On imaging, craniopharyngiomas present as heterogeneous mass lesions with solid and cystic components (Rennert and Doerfler 2007; Pisaneschi and Kapoor 2005; Chong and Newton 1993). Cystic components are present in 85% of cases. The cysts contain cholesterol crystals in varying concentrations as well as keratin debris. This may explain the variable signal intensities observed on MRI examinations. Calcifications, which occur in 75% of cases, are better documented with CT than with MRI. While on CT most cystic lesions present with the typical low-density appearance, the MRI signal characteristics may vary. Depending on the content of the cysts, blood byproducts, cell debris, cholesterol or other crystals, the signal intensity can be increased or decreased both on T1- and T2-weighted imaging.
Differential diagnosis includes meningioma, optic nerve glioma, teratoma, dermoid or epidermoid cyst, metastasis, or sarcoidosis.
After correction of any endocrinopathy, definitive operation can be performed in relative safety. The mainstay of treatment is resection of the tumour, although this has to be tempered by its tendency to be adherent to surrounding structures. Total resection is frequently impractical and attempts at aggressive resection have resulted in high morbidity and mortality (up to 20 per cent) and recurrence rates of 30–40 per cent (Weiss et al. 1989; Wen et al. 1989; Yasergil et al. 1990).
Most authors suggest safe subtotal resection and either postoperative radiotherapy to the residual disease or radiotherapy at the time of recurrence, depending on the age of the patient (Weiss et al. 1989; Wen et al. 1989). Some still suggest attempted complete removal as the best approach (Yasergil et al. 1990).
There are no randomized studies of safe subtotal resection (± radiation therapy) versus maximum possible resection (± radiation therapy), and no randomized studies of early radiation versus delayed radiation. If radiation is given after resection, the usual advised dose is at least 5400 cGy. At recurrence, it is not uncommon to get enlargement of one of the cysts. Cystic recurrences can be treated by placement of a reservoir and aspiration of the cyst intermittently (Gutin et al. 1980).
A different approach is to instil 32P—a β-emitting isotope with limited penetrance. This has been reported to result in cyst regression in more than 80 per cent of cases, with good symptomatic relief (Pollock et al. 1995).
In a large series, 60–93% of patients had a 10-year, recurrence-free survival.
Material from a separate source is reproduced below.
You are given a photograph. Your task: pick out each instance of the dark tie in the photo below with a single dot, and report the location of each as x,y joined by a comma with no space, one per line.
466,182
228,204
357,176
These tumors are benign in nature and grow slowly but they tend to recur. The most significant prognostic factor associated with tumor recurrence is the extent of surgical resection; lesions larger than 5 cm carry a worse prognosis. The recurrence rate is significantly higher after incomplete resection.
Twenty-year survival for craniopharyngioma approaches 60 per cent, but recurrence is common and morbidity is significant (Regine and Kramer 1992). Craniopharyngiomas probably have a better prognosis when diagnosed in adults than when diagnosed in childhood.